Придут на английские подмостки и персонажи в античных тогах (и паллиях, разумеется): «Орест» Джона Пикеринга, «Дамон и Пифий» Ричарда Эдвардса, «Аппий и Виргиния» некоего Р.Б. Шотландский гуманист Джордж Бьюкенен пишет в подражание грекам латинские пьесы «Алкеста» и «Медея». «Два Менехма» Плавта преобразятся в двух Антифолов и двух Дромио из «Комедии ошибок» Шекспира. Кристофер Марло, переводя Овидия и Лукана, впоследствии начнет поэму «Геро и Леандр», которую после его смерти завершит Чапмен. История Пандоры предстанет перед зрителями в «Женщине на луне» Лили, а вслед за ней тот же автор представит «Эндимиона», «Мидаса» и «Метаморфозы любви» (он, впрочем, остановится на одной и довольно странной из метаморфоз — судьбе мучимого вечным голодом Эрисихтона и его дочери-оборотня). А в «Галатее» (никакого отношения к Пигмалиону не имеющей) Лили перемешает все на свете: среди вполне английских декораций появятся, наряду с английским астрологом и алхимиком, Нептун, Венера, Диана, Купидон, нимфы и классические пастухи. И вся эта пестрая компания наблюдает за основным сюжетом, где звучат фемслэшные обертона в духе Ариосто: две девушки, спасаясь от морского чудовища в мужском платье, влюбляются друг в друга, и равным образом обманываются... На этот раз «спасение» приходит не от брата-близнеца, а от самой Венеры — она действительно обращает одну из девушек в юношу.

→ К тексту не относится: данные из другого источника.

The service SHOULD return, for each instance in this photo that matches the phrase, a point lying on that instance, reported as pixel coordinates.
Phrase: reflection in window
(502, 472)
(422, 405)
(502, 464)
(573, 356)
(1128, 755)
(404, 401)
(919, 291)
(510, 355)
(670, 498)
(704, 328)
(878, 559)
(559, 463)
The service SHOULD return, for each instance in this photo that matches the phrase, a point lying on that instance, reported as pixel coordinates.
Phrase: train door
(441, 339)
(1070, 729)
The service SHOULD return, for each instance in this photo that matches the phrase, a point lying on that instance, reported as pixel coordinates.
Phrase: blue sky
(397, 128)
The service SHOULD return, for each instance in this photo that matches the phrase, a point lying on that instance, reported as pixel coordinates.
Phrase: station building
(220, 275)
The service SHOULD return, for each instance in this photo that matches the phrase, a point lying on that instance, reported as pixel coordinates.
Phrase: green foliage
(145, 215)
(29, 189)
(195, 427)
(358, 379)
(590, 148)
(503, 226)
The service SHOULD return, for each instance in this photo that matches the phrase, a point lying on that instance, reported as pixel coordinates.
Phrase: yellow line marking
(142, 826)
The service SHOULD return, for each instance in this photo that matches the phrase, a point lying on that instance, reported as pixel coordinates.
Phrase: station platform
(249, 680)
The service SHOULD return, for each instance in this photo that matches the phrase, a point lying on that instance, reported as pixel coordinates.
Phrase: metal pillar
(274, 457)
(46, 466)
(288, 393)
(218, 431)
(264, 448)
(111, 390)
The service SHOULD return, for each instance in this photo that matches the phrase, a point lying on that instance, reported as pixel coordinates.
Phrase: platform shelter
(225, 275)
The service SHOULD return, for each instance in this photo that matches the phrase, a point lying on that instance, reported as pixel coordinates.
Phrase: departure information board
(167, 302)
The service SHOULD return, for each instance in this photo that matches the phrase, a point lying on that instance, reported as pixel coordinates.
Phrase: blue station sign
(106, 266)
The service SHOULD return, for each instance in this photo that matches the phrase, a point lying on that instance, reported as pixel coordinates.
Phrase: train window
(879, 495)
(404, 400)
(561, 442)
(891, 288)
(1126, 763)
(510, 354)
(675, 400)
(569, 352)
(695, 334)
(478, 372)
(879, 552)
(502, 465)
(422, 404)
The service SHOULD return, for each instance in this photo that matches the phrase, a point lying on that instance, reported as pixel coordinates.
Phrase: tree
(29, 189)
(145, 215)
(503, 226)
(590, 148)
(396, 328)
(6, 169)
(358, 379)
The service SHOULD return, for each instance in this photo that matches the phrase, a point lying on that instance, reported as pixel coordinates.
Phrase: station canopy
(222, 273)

А еще весьма интересен замысел писателя Грина (1587 г.) — в цикле «Ткань Пенелопы» он отдает верной жене Улисса роль Шахерезады: чтобы остудить пыл осаждающих ее женихов еще на день, героиня забавляет их историями: так ткань вечно распускаемого покрывала становится тканью вечно продолжаемого повествования.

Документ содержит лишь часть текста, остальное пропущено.